U.S. And Allies Strike Syria- The Importance Of Law.

Great Britain and France joined the United States in launching strikes against targets at three sites in Syria in the early hours of Saturday morning, the latest chapter in a years-long civil war that has drawn in half a dozen countries.

“I ordered the United States armed forces to launch precision strikes on targets associated with the chemical weapon capabilities of Syrian dictator Bashar al-Assad,” Trump said late Friday at the White House.
The strikes were launched at 9 p.m. ET. It was nighttime. Photos showed missiles streaking over the night sky in Syria, and witnesses told CNN they heard explosions in Damascus, as Trump was making his address.
The key thing to remember here is that in this case, it doesn’t matter who the President is. No U.S. President would have done anything else. Those strikes were earned, by the conduct of Assad. It’s important to realize we’ve got to stand by our nation, even if the current President isn’t competent.
From a military and strategic perspective, the strikes were actually not a bad idea. The situation demanded an unequivocal response. They sent a message that chemical attacks on human beings will not be tolerated in our world.
However, the rule of law dictates that the president take heed of the fact that Congress needed to authorize the strikes. The president does not have the power to do this on his own.
This whole thing is about the importance of law. Respecting it, obeying it, maintaining the spirit of it. That is why chemical weapons are not allowed in the first place.
That is why, when Assad gassed his own people the first time, in 2013, President Obama asked for a Congressional Resolution before hitting Syria.
Obama canceled his planned airstrikes in 2013 because congressional leaders refused to call a vote on it- all the while ripping him to shreds for not acting.
A few Republicans and more Democrats demanded Trump seek authority for future missile strikes from Congress, which under the Constitution and the 1973 War Powers Resolution is required to approve military action.
Unbelievably, Susan Sarandon tweeted an article about Hillary calling to bomb Syrian airfields. As if to say, “see? Hillary and Trump are the same!
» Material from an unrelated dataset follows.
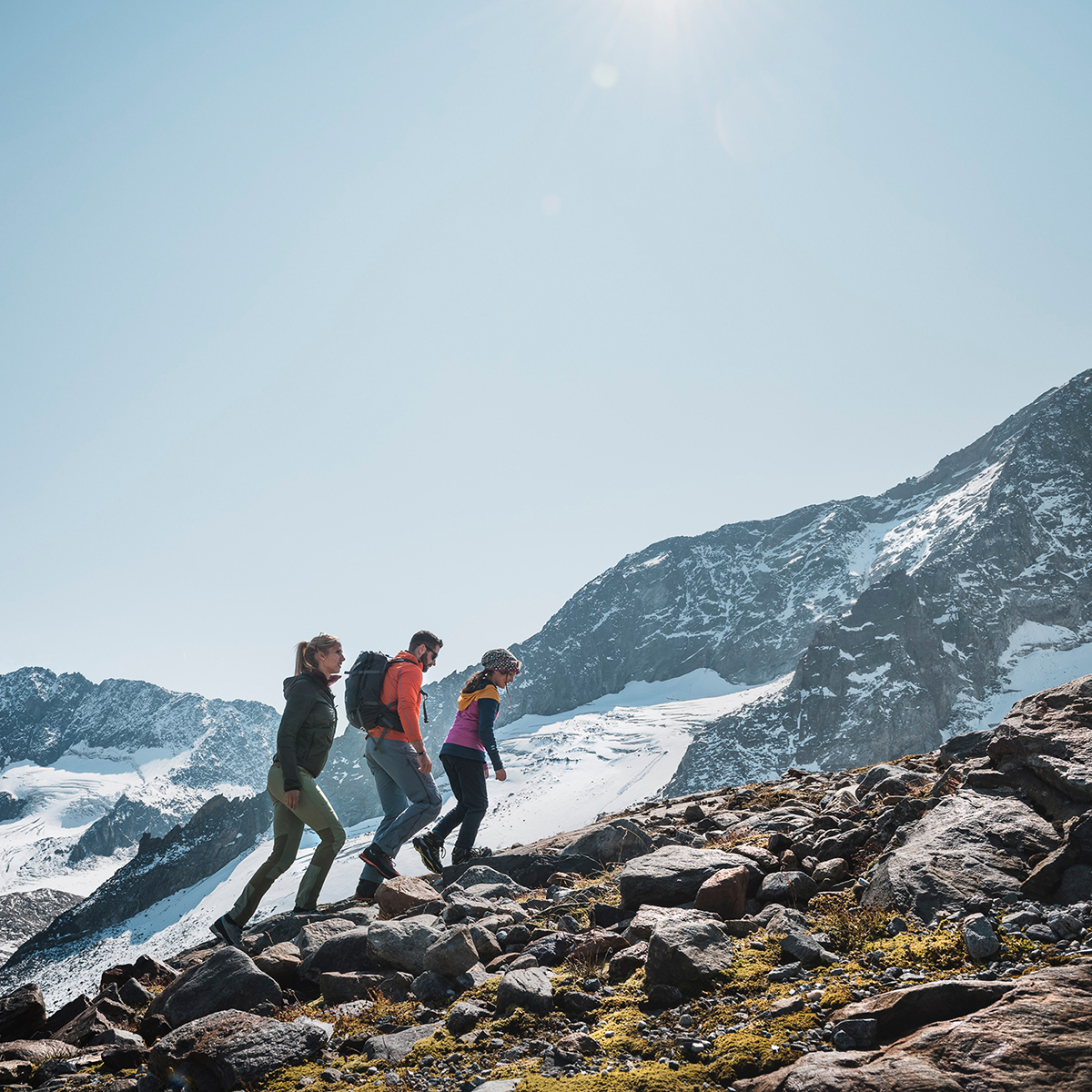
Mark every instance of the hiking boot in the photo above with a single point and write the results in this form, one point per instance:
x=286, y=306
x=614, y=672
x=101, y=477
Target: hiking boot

A quick word as to the difference; HRC called for the air strike to prevent Assad from dropping sarin gas. Trump just randomly lashed out.

The lack of attention to law paid by our President cast a disturbing light on the incident; also disturbing is that Trump tweeted out that he was going to do it.
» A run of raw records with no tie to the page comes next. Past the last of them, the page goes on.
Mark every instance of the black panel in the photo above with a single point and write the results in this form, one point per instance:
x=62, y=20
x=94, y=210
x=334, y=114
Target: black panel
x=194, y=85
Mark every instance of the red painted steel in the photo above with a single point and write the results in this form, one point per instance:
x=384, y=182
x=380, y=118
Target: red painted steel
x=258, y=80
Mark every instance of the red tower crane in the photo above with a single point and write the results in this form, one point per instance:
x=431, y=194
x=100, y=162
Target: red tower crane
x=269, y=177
He, in essence, warned the Russians. France and the UK did not telegraph their intentions, for reasons of unsound military strategy.

A number of tweets popped up, saying Russian troops moved out before the strikes happened.
Why is a US president working with France and Britain, yet signaling to Russia our every move? One wonders what England has to say about that.

Putin clearly has something on Trump, and it’s hard to think that this can all go on right alongside everything else without the two incidents crossing paths.

 Mike Pompeo was boasting last week that in February, U.S. troops “killed a couple hundred Russians“, after a company of them crossed over the Euphrates, but it’s troubling they felt strong enough to try. Putin knows his economy is roughly that of Italy’s; it makes you wonder, what he thinks his leverage is worth.

Regarding Russia, the Pentagon’s fear, all along, has not been of their actual strength, but rather that Putin is getting old and sloppy and might be emboldened into making a fatal misstep.

And when he started threatening to attack our bases, if we did fire any missiles, it started reminding me of the Cuban Missile Crisis in the 60’s.

Millennials, this is how our parents must have felt, back in the day.

Going forward, we’ll be keeping a close eye on this and reporting on how it develops. For all those who live in dark times such as these, the task is given to spread light around all we can, and to bear witness for future generations. This is the news, after all, and will soon be part of history. These are our times, and this is our battle. We will raise awareness, and stay alert.